The Ferguson effect in Ferguson

Newly released figures show that murders increased by 11 percent in the U.S. in 2015. 1,532 more people were murdered last year than the year before. The murder rate (murders per 100,000 population) rose by 10 percent.

According to Kent Scheidegger of the Crime and Consequences blog, only twice in more than a half century has the rate jumped double digits in one year. In one other year, the increase was just short of 10 percent. The three years? 1966-1968, when crime was rising at a horrific rate and, by the end of this period, many thought our society was beginning to unravel.

We also have 2015 data from Ferguson, Missouri, via Heather Mac Donald. She writes:

In 2014, Ferguson’s violent-crime rate was 545 violent crimes per 100,000 residents, considerably above the 2014 national average of 362. But in 2015, the number of violent crimes in Ferguson surged 65 percent, from 115 to 190. Ferguson’s violent-crime rate in 2015 was 790 per 100,000 residents, over two times the national average of 373 in 2015.

(Emphasis added)

What about murders? They increased from two to five. That’s an increase of 150 percent but the absolute numbers are too low to draw conclusions from. As MacDonald notes, however, “low absolute numbers have never prevented the Left from declaring a surge in hate crimes, say.”

Meanwhile, robberies were up 60 percent, from 51 to 82. Aggravated assaults rose 46 percent, from 60 to 95.

We can draw conclusions from the 65 percent increase in overall violent crime in Ferguson. Here is what Mac Donald concludes:

Ferguson’s residents. . .and above all its black residents, faced a greatly elevated chance of being victimized by violent crime in 2015, as officers backed off from proactive policing under the Ferguson effect. . . .

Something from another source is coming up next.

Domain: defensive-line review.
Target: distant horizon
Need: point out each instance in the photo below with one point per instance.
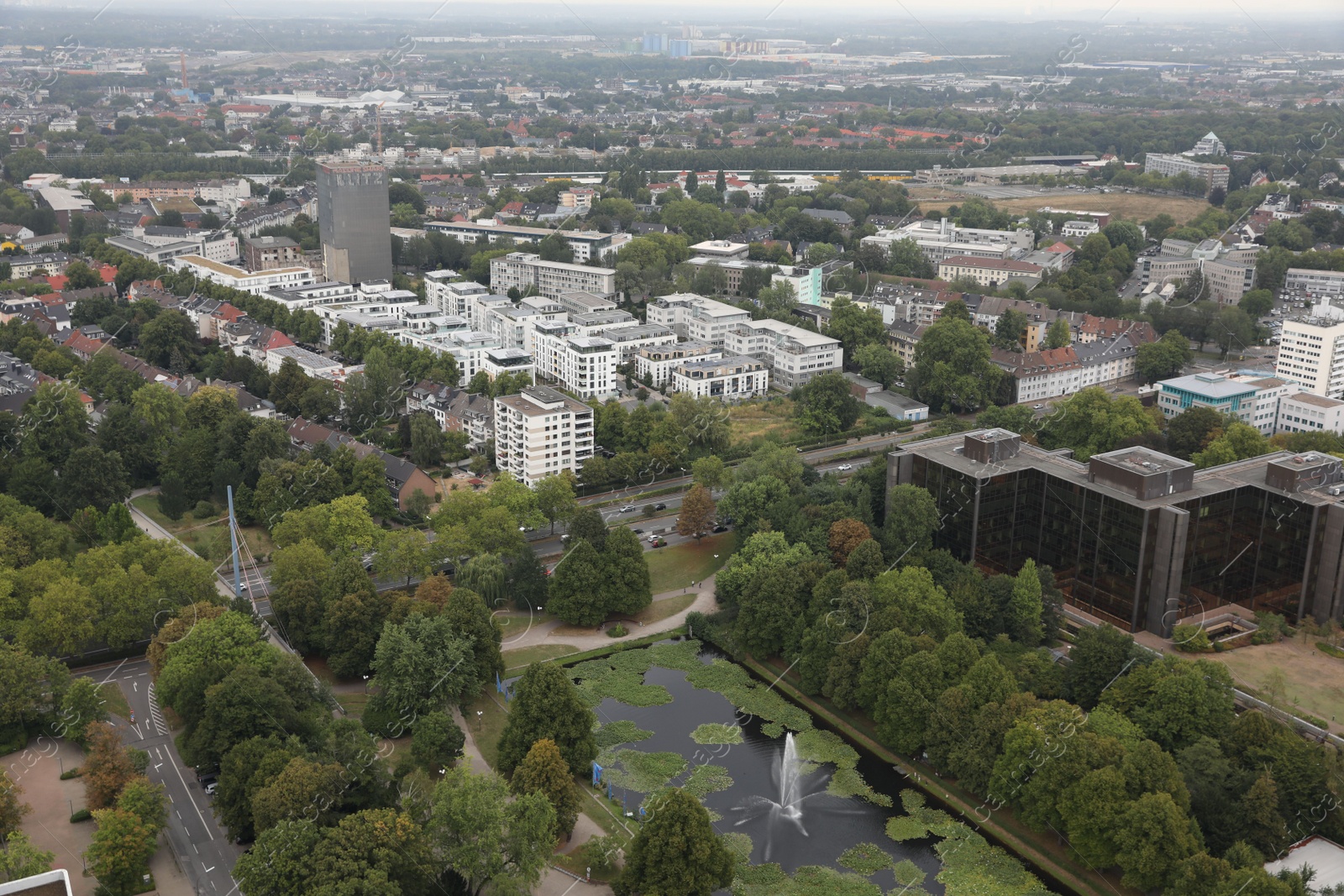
(773, 13)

Ferguson, Mo., is emblematic of how the Ferguson effect is hitting cities with large black populations: It has produced the largest homicide increase in nearly a half-century. That crime increase will only end if the false narrative about policing promulgated by the Black Lives Matter movement and embraced by President Barack Obama and Hillary Clinton is finally put to rest.